For a family hiring a home health aide seven hours per week, expect to pay roughly $950 per month. Full-time care, at 40 or more hours per week, can easily reach $5,000 to $8,000 monthly. Some families reduce costs by combining a few hours of paid help with unpaid family caregiving, or by using adult day programs to cover daytime hours.
How to Find and Evaluate an Agency
Start with Medicare’s Care Compare tool (medicare.gov/care-compare), which lets you search for Medicare-certified home health agencies by zip code and compare their quality ratings. Agencies receive star ratings based on seven performance measures, including how quickly they begin care after a referral, whether patients improve in walking and bathing ability, how well patients manage their medications, and how often patients end up in the hospital during care.
Look for agencies with four or five stars, and pay attention to the hospitalization rate in particular, since a low rate suggests the agency catches problems before they become emergencies. Beyond the ratings, ask practical questions when you call:
- Staffing: Will the same aide or nurse visit consistently, or will it rotate?
- Availability: Can they provide care on weekends or evenings if needed?
- Supervision: How often does a registered nurse oversee the aide’s work?
- Backup plan: What happens if your regular caregiver calls in sick?
- Communication: How will they keep the family updated on changes in condition?
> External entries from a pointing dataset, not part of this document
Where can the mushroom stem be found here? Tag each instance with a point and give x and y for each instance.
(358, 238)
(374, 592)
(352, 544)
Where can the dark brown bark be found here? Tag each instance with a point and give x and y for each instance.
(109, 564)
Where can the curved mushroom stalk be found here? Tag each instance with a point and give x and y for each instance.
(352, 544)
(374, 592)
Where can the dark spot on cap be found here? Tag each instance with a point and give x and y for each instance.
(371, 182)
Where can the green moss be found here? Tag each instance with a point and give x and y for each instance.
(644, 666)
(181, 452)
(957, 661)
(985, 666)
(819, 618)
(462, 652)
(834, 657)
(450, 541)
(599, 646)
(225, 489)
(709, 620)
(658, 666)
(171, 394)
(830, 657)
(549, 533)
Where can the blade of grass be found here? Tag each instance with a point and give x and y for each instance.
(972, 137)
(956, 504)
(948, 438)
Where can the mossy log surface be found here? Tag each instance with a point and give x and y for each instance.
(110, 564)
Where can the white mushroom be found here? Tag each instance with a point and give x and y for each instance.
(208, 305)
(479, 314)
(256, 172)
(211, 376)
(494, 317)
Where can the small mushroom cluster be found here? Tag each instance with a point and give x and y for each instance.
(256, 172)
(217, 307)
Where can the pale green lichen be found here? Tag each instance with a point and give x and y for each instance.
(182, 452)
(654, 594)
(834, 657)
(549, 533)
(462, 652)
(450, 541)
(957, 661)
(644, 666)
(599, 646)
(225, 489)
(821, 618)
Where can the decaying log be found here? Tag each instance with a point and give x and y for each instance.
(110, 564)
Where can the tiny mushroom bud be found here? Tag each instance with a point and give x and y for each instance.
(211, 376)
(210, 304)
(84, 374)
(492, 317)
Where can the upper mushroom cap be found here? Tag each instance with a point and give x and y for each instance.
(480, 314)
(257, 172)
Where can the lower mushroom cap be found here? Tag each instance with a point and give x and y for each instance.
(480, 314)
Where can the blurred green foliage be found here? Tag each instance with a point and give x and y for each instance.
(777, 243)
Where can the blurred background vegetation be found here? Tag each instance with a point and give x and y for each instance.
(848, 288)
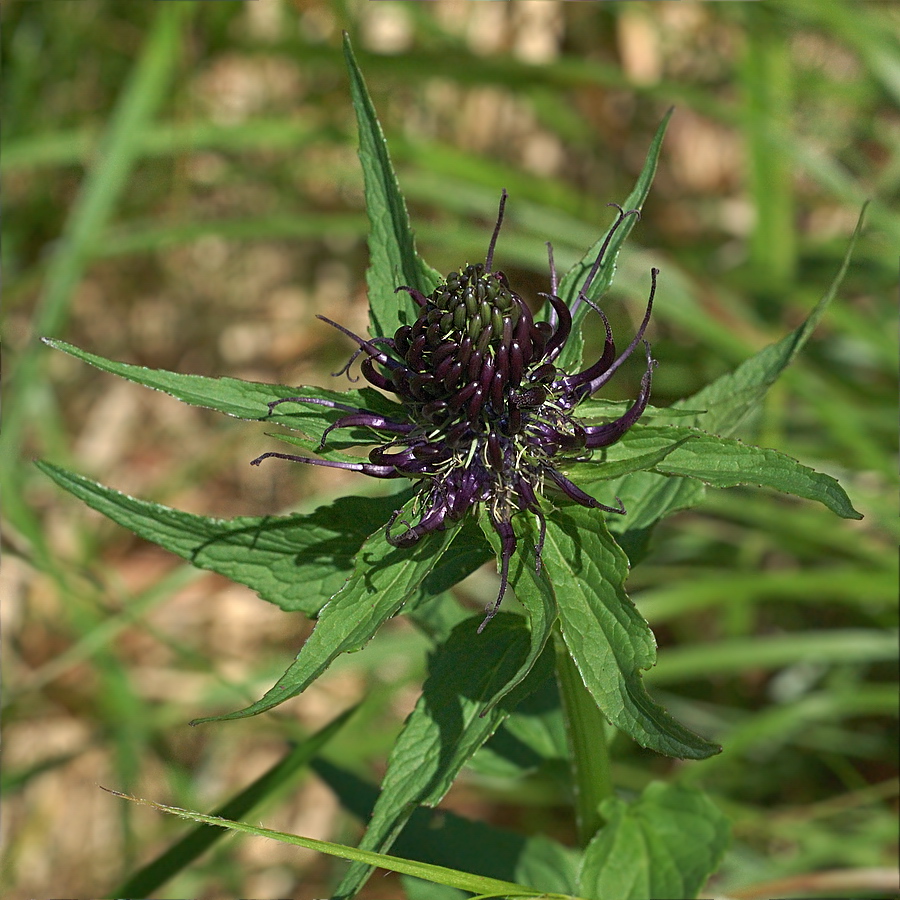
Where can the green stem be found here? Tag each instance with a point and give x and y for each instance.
(587, 732)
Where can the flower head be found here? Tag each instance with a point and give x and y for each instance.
(487, 411)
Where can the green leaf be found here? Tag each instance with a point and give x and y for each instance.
(631, 457)
(384, 578)
(648, 498)
(156, 873)
(393, 260)
(666, 844)
(439, 874)
(448, 725)
(296, 562)
(607, 638)
(571, 284)
(249, 399)
(731, 397)
(535, 596)
(723, 462)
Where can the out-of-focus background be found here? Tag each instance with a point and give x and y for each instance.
(181, 190)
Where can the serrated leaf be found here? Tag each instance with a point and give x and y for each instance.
(595, 408)
(571, 284)
(630, 457)
(731, 397)
(647, 498)
(726, 462)
(606, 636)
(666, 844)
(393, 260)
(249, 399)
(445, 838)
(296, 562)
(535, 597)
(447, 726)
(384, 578)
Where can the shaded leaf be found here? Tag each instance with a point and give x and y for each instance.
(448, 725)
(296, 562)
(536, 597)
(192, 845)
(438, 874)
(447, 839)
(666, 844)
(605, 635)
(384, 578)
(249, 399)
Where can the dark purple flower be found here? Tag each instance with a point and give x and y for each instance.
(487, 410)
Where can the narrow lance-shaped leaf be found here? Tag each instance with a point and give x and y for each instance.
(296, 562)
(438, 874)
(447, 727)
(384, 579)
(250, 399)
(607, 638)
(180, 855)
(393, 260)
(726, 462)
(571, 284)
(732, 396)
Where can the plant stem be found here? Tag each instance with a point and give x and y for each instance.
(587, 731)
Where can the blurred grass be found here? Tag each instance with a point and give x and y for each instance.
(181, 191)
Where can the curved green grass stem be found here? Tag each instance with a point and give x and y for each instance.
(588, 744)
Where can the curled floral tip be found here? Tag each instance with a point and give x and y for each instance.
(487, 417)
(489, 259)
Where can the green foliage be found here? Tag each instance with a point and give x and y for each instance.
(301, 562)
(664, 844)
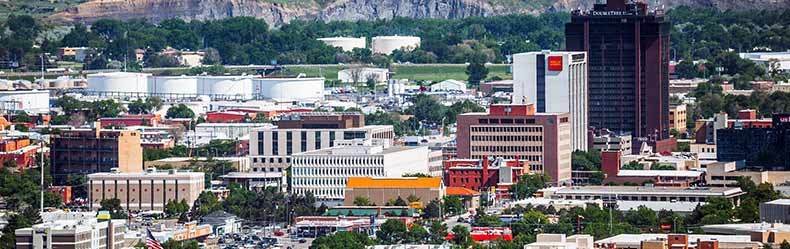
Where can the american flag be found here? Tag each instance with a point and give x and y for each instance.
(151, 242)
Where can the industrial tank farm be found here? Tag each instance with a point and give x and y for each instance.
(32, 101)
(118, 82)
(237, 87)
(173, 85)
(289, 88)
(226, 87)
(386, 44)
(346, 43)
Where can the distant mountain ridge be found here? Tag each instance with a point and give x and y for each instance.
(283, 11)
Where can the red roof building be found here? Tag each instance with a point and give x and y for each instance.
(19, 150)
(478, 175)
(131, 120)
(229, 117)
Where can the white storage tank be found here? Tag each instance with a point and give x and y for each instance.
(236, 87)
(362, 74)
(299, 89)
(120, 82)
(184, 85)
(346, 43)
(31, 101)
(386, 44)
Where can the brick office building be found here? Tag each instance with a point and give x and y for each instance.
(542, 140)
(89, 151)
(482, 175)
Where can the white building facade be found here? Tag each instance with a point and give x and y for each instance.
(237, 131)
(325, 172)
(554, 82)
(91, 234)
(271, 147)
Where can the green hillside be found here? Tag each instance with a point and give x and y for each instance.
(37, 8)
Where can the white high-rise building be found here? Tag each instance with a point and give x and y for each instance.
(554, 82)
(325, 172)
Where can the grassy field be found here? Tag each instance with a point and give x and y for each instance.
(412, 72)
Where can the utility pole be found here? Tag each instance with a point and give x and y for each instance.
(41, 204)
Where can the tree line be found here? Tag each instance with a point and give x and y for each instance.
(695, 33)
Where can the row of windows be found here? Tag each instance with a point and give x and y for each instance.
(507, 148)
(508, 138)
(320, 181)
(271, 160)
(506, 121)
(339, 161)
(271, 169)
(722, 178)
(321, 192)
(339, 171)
(634, 198)
(507, 129)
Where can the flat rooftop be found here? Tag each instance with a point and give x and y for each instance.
(642, 190)
(331, 151)
(745, 228)
(662, 173)
(637, 238)
(779, 202)
(249, 175)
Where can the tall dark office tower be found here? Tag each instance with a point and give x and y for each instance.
(628, 63)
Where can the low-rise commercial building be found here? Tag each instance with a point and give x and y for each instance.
(612, 163)
(234, 131)
(480, 175)
(150, 190)
(559, 241)
(775, 211)
(678, 199)
(383, 190)
(643, 193)
(470, 198)
(19, 150)
(677, 118)
(677, 241)
(606, 141)
(72, 234)
(727, 174)
(759, 147)
(222, 223)
(325, 172)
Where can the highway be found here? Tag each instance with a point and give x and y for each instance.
(5, 73)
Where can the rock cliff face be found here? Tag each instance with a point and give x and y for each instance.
(278, 12)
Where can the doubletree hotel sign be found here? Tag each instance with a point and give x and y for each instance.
(555, 63)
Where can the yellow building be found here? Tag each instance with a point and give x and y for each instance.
(677, 118)
(382, 190)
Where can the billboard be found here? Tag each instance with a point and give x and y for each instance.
(555, 63)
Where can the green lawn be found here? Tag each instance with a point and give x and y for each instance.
(411, 72)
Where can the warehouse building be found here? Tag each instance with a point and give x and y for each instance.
(149, 190)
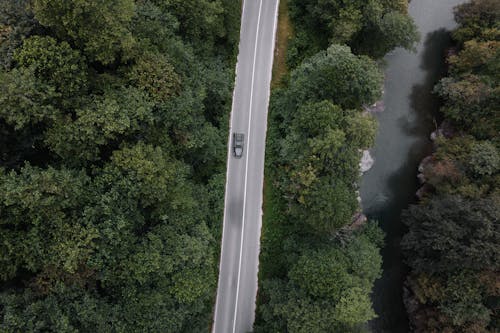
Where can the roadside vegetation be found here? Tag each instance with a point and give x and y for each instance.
(317, 267)
(453, 243)
(113, 127)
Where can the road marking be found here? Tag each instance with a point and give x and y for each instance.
(246, 166)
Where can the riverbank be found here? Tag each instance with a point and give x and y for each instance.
(402, 142)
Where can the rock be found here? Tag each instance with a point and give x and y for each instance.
(377, 107)
(366, 162)
(421, 178)
(423, 190)
(423, 164)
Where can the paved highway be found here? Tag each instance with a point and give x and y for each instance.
(237, 288)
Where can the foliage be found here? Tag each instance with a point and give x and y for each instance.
(372, 27)
(452, 246)
(101, 30)
(112, 129)
(338, 75)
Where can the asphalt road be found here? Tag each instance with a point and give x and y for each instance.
(237, 288)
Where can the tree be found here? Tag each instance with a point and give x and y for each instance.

Your Local Area Agency on Aging
If you’re unsure where to begin, your local Area Agency on Aging (AAA) is the single best starting point. These federally funded offices exist in every part of the country and specialize in helping older adults and their families navigate exactly this process. They can assess what services your loved one needs, explain which programs they qualify for, connect you with vetted local providers, and help with applications for Medicaid waivers and other assistance. AAAs also coordinate services like home-delivered meals and homemaker assistance that can fill gaps between what insurance covers and what your family member actually needs day to day. Find yours through the Eldercare Locator at 1-800-677-1116.